Kenapa saya sulit menjawab? Pertama, waktu masih cukup lama. Tapi bukan itu alasan utamanya. Soal waktu, itu hanya variabel sekunder. Kedua, variabel yang tersedia pada Paslon hampir semuanya lemah. Gak ada yang menonjol dan kuat untuk dijadikan penentu kemenangan.
Jokowi-Ma’ruf sementara unggul. Tapi, tiga bulan ini elektabilitasnya cenderung turun. Apa faktornya? Pertama, kesulitan ekonomi. Rakyat sudah mulai ngeluh soal harga kebutuhan pokok. Mereka tak peduli berapa harga dolar. Yang mereka tahu berapa harga kebutuhan pokok. Susah, mereka teriak. Fakta ini yang membuat elektabilitas Jokowi turun. Kedua, soal komunikasi politik. Paslon dan timnya Jokowi-Ma’ruf sering blunder. Ma’ruf Amin bilang Oktober mobil Esemka diproduksi. Ternyata meleset. Tidak hanya itu, pola menyerang Ma’ruf Amin ikut berkontribusi terhadap turunnya elektabilitas.
Begitu juga dengan Jokowi. Pola pencitraan yang di tahun 2014 jadi “brand”, tak lagi banyak berpengaruh. Framing kesuksesan infrastruktur berhadapan dengan banyak kegagalan pemerintah. Belum lagi narasi Jokowi yang juga mulai tak terkontrol. Kata “sontoloyo”, “genderuwo” dan “tabok” adalah bukti lemahnya komunikasi politik Jokowi.

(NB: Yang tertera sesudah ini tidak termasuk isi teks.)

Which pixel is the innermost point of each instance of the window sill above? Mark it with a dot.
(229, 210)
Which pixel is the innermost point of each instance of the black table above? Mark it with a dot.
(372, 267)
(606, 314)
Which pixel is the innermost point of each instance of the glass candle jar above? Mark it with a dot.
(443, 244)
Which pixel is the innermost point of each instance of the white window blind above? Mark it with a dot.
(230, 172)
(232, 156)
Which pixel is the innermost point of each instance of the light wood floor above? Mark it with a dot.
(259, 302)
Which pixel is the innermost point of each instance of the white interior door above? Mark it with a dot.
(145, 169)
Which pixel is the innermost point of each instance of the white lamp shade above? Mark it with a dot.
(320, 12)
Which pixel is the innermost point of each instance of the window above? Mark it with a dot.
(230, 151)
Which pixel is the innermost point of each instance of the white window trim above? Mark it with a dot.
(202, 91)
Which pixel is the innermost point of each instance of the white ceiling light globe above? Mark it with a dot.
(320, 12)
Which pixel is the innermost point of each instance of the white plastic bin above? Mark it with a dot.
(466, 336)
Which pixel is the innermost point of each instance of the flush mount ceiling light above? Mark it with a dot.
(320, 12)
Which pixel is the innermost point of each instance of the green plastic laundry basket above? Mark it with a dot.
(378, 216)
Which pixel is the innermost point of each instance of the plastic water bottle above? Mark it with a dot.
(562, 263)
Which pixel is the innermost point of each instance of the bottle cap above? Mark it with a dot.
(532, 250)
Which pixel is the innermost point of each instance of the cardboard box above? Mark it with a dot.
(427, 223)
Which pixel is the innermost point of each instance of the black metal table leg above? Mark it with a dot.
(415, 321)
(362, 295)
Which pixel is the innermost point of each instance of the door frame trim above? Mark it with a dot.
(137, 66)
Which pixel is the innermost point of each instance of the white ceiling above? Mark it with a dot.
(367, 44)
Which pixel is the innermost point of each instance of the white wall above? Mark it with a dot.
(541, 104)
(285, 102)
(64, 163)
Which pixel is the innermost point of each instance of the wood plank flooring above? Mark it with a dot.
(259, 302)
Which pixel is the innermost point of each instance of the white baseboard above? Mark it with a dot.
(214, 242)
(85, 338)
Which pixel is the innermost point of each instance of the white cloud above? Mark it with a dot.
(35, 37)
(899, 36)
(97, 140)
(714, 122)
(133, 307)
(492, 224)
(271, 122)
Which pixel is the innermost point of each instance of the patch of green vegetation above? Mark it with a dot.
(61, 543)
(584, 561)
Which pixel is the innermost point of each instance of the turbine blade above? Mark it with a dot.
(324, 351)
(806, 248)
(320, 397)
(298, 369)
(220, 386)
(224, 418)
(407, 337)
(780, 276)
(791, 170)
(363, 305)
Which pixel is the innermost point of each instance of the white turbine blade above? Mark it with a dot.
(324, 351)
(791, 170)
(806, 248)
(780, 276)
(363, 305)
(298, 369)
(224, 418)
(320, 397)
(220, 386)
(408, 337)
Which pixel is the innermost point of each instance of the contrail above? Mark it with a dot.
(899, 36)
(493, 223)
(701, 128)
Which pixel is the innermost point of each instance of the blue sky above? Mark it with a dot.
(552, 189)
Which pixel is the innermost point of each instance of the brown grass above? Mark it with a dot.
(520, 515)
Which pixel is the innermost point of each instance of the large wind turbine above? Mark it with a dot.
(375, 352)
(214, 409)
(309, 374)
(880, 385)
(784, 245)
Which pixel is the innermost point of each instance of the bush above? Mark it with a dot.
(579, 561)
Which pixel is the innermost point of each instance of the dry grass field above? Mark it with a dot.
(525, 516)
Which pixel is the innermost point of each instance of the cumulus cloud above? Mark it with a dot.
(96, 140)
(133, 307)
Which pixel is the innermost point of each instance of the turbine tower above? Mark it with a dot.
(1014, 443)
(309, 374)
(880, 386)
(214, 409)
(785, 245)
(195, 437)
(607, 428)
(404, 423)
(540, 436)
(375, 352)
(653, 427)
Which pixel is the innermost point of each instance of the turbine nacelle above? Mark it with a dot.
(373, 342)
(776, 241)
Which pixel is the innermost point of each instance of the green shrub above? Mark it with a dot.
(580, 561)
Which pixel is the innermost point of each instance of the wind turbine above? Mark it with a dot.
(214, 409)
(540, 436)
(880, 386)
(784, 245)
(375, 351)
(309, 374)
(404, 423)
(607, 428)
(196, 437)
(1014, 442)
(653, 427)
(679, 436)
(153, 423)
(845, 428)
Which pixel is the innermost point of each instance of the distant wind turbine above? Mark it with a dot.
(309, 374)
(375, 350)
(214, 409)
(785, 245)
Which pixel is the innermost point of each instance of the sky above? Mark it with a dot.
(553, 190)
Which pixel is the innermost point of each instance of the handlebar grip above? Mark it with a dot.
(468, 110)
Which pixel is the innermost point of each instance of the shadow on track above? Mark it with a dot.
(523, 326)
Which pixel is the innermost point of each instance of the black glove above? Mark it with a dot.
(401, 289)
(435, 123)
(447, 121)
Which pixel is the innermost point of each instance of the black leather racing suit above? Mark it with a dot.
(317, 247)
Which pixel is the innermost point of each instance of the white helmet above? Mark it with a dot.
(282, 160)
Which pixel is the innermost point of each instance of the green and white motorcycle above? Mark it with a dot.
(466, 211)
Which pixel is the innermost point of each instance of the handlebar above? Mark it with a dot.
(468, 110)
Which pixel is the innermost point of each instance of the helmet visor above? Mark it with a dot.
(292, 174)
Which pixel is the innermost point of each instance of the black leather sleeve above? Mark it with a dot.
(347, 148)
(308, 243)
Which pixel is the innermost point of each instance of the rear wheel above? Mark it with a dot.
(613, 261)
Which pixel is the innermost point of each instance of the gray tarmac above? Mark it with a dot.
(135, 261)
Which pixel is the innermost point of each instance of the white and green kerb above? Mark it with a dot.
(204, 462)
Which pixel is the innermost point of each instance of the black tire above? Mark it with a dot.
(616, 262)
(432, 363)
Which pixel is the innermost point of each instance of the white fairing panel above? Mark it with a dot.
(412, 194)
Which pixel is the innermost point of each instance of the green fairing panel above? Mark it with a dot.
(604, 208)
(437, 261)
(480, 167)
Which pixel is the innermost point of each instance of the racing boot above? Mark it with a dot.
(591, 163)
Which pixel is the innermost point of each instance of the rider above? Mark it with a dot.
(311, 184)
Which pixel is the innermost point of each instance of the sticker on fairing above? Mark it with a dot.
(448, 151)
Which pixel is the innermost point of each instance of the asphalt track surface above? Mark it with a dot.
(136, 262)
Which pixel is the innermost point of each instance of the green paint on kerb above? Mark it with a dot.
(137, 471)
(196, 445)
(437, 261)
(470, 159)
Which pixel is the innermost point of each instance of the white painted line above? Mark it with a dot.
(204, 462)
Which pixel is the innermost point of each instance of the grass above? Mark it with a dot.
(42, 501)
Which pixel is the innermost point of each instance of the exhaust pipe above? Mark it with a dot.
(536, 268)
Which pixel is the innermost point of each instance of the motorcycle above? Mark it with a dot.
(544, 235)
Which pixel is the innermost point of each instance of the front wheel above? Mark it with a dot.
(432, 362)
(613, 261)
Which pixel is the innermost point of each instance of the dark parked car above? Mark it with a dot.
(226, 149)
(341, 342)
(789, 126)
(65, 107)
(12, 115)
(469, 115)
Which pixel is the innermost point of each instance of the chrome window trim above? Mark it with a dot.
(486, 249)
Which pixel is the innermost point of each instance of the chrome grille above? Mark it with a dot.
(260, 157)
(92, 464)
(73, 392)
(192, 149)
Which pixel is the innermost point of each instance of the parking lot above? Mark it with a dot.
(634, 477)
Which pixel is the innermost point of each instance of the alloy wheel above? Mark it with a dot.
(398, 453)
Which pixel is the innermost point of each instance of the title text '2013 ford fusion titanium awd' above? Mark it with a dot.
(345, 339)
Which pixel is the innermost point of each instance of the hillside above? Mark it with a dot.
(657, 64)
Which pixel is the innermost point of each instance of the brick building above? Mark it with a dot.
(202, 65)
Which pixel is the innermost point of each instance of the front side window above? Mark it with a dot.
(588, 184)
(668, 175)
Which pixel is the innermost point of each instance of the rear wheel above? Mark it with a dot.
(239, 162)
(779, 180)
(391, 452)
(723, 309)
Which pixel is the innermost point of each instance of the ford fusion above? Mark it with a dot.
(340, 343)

Di sisi lain, kerja keras Prabowo-Sandi yang blusukan ke pesantren, pedagang kecil, mall, pabrik-pabrik dan pelosok-pelosok desa seolah mulai menyentuh hati rakyat. Kampanye model ini tampaknya cukup efektif. Elektabilitas Prabowo-Sandi naik signifikan. Belum lagi kekuatan umat yang mulai terkonsolidasi secara militan, terutama pasca Reuni 212. Kita akan lihat sebesar apa signifikansi Reuni 212 terhadap elektabilitas Prabowo-Sandi? Juga bagaimana mesin politik umat terkonsolidasi. Di Pilgub Jawa Tengah dan Jawa Barat terbukti signifikan. Melihat jumlah yang hadir di reuni 212 2 Desember lalu, spirit dan militansi umat sepertinya memberi harapan.
Ada satu hal yang tetap harus dijaga oleh tim Prabowo-Sandi. Apa itu? Cara berkomunikasi Prabowo. Karakter Prabowo yang polos, apa adanya dan ceplas-ceplos, sering memancing tim lawan untuk menggorengnya. “Tampang Boyolali” adalah salah satunya. Meski tidak separah Jokowi-Ma’ruf. Tapi jika pola komunikasi semacam ini tidak dikontrol, akan berpotensi menghambat laju kenaikan elektabilitas Prabowo-Sandi.
Bagaimana soal visi, misi dan program kedua paslon? Ini bukan variabel penentu kemenangan. Ironis ya? Begitulah adanya. Kecuali bagi sebagian kecil kaum berpendidikan dan masyarakat perkotaan. Kalah menang lebih banyak ditentukan oleh citra dan cara bicara Paslon. Begitulah kualitas demokrasi kita. Baru selevel itu.
Demokrasi yang cenderung abai dan sepi dari eksplorasi visi, misi dan gagasan disebabkan pertama, menguatnya pragmatisme politik yang mendominasi seluruh ruang demokrasi. Kedua, melemahnya fungsi pers sebagai social and power control, balancing dan educating. Ketiga, absennya kaum intelektual. Tampak sekali, demokrasi kita berjalan ke arah yang makin tersesat. Itulah faktanya.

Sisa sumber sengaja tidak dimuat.